Francisco Cristovam, presidente-executivo da NTU, afirma que, nos últimos 12 meses, os reajustes do diesel representaram, em média, um aumento de 27% nos custos da prestação do serviço de transporte municipal. Como a conta não fecha, o impacto nas tarifas é direto e inevitável.

“Esses aumentos estão tornando insustentável o valor da tarifa necessário para cobrir os custos. Quem define a quantidade e a qualidade do serviço são as prefeituras. Não tem mágica. As empresas têm que apresentar os custos às prefeituras”, disse Francisco.

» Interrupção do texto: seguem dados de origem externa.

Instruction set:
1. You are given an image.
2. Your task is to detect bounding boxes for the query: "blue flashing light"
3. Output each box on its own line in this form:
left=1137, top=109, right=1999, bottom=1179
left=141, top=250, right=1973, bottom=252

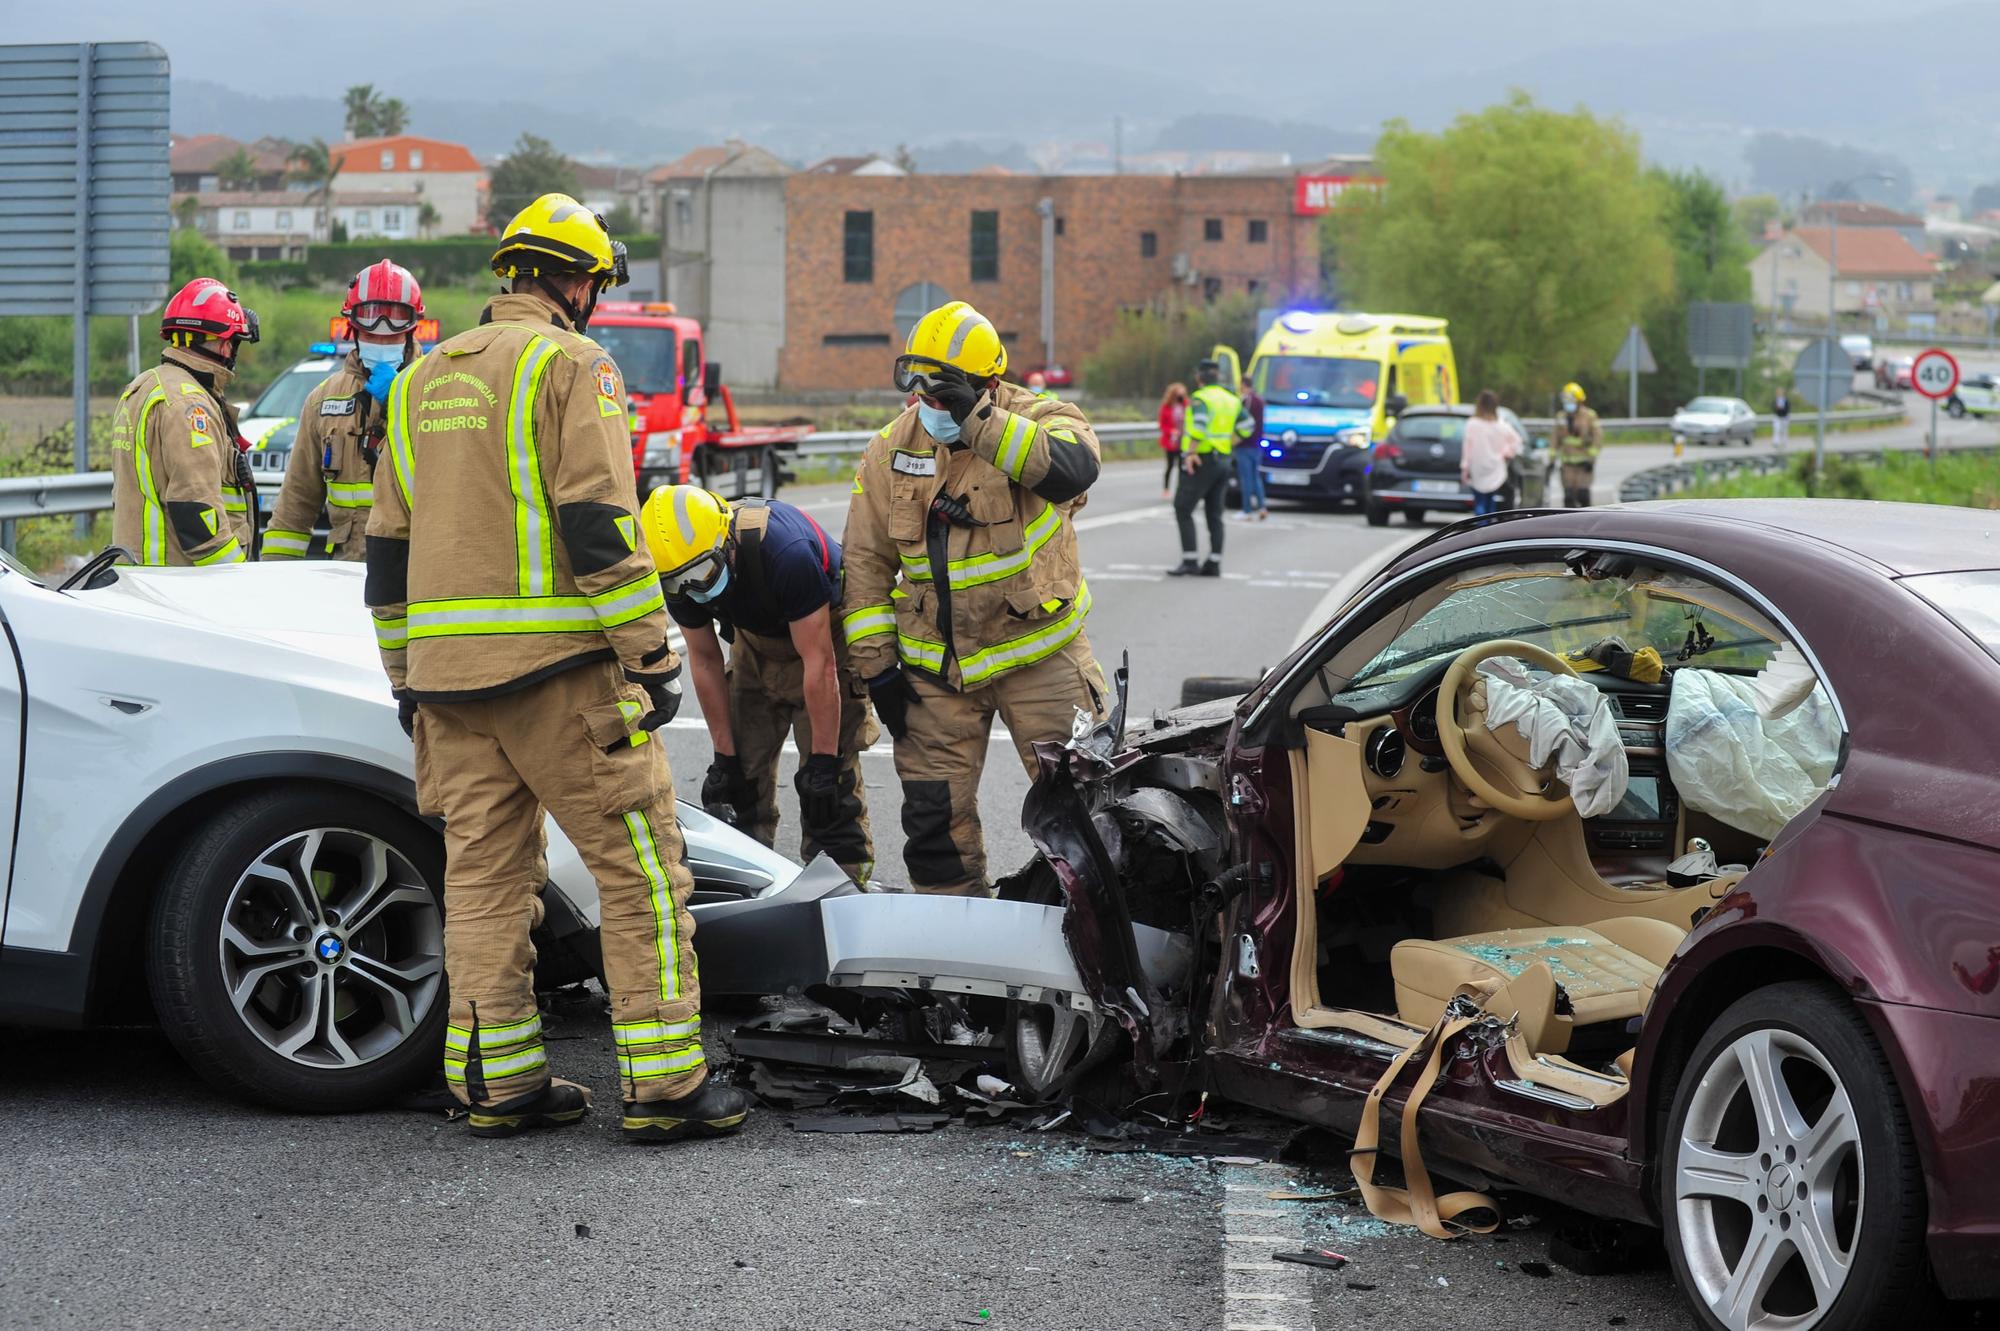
left=309, top=341, right=339, bottom=355
left=1271, top=448, right=1285, bottom=460
left=1296, top=392, right=1310, bottom=402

Para Francisco, há, de fato, um movimento no país para a eletrificação dos sistemas de transporte urbano, mas é preciso cautela na hora de o poder público tomar as decisões.

“Nós não temos nada contra a eletrificação. Sabemos que é uma tendência mundial. Entretanto, não podemos brincar de eletrificar sistemas de transportes. Os custos são elevadíssimos. Quer dizer: as prefeituras estão preparadas para pagar essa conta? Ou: as empresas vão investir? E se depois trocar o prefeito?”, disse Francisco.

Para o presidente da NTU, a melhor saída para a insustentabilidade na qual se encontra o transporte urbano é a criação de uma política nacional, que tenha um programa e papeis definidos para cada agente envolvido, desde o poder concedente até os operadores.

“Eu gosto da ideia de participação da União. Quando vem dinheiro de fora, é sempre bem-vindo. Agora, o importante é: de qualquer forma, tem um custo”, disse Francisco.